Please Mr. Kachlon…For the sake of the future of Israel’s economy, don’t chase away the overseas investors.
Like the majority of small countries, the economy of Israel is heavily reliant on foreign investments. Even before the State was officially declared, overseas investors and philanthropists financially supported the country. Since 2008 overseas investments have risen by more than 300% as investors see Israel as a young, vibrant, stable yet growing economy.
In his desperation to show that he is actively trying to reduce housing prices, Israel’s Finance Minister Mr Kachlon has openly stated that he no longer wants active foreign buyers in Israel’s property market and has taken steps to achieve this. This is a mistake that Israel will live to regret.
Out of the 105,000 properties purchased a year, less that 3% are by foreign buyers. They usually purchase in specific towns and neighborhoods. These 3% cannot affect the prices of 97% and the price of an apartment in Jerusalem’s neighborhood of Talbieh has no influence on the prices in Shikun Gimmel in Beer Sheva.

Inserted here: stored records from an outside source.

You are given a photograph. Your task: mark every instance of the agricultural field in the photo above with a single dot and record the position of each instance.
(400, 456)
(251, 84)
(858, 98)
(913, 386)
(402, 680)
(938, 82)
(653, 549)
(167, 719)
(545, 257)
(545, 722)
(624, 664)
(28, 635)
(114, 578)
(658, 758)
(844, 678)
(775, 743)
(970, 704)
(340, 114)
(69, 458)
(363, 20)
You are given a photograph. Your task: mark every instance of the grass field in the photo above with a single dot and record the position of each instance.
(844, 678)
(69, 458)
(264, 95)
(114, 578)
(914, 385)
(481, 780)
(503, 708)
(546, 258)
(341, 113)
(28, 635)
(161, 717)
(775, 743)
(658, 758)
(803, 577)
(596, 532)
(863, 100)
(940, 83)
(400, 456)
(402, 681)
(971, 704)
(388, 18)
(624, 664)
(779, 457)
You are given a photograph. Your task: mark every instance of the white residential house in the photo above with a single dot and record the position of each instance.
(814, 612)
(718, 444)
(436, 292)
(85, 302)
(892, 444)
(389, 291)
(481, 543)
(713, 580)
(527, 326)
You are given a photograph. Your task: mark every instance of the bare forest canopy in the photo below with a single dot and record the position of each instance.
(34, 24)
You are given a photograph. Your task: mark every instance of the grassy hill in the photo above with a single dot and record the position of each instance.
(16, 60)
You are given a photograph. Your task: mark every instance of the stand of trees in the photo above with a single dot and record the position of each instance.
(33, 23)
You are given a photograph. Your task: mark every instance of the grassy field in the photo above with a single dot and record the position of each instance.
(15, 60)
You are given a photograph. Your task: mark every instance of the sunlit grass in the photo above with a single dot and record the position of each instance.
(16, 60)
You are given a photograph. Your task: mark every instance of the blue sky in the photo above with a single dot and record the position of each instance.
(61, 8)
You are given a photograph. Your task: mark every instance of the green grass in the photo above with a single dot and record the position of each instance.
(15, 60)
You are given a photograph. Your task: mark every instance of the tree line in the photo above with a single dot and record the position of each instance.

The mere claim is ridiculous. They do, however provide a fitting scapegoat for politicians who are failing at the jobs.
The negative ripple effect is, however, huge. These overseas buyers not only visit Israel regularly by virtue of owning property, they spend sizable funds which infiltrate the heart of the local and national economy and become active in businesses and philanthropy.
However, this is only a small portion of the damage. Of the 30,000 new units built in Israel per year, over 10,000 are built using the initial equity of foreign investors. These are people who bought their first apartment 15 years ago, realized that Israel is not a complex place to invest in, and slowly built up small property portfolios. Eventually they moved up to small building projects and ultimately progressed to building high-risers and office blocks. They are now invested not only in notorious “ghost” neighborhoods, but are active investors in every angle of the property market.
So when we chase away the foreign investors, we might save 1,000 apartments today for the possible gain of the local buyer. At the same time, we lose tens of thousands of units for the next generation.
Mr Kachlon, please view the long term picture and the good of the present and future economy.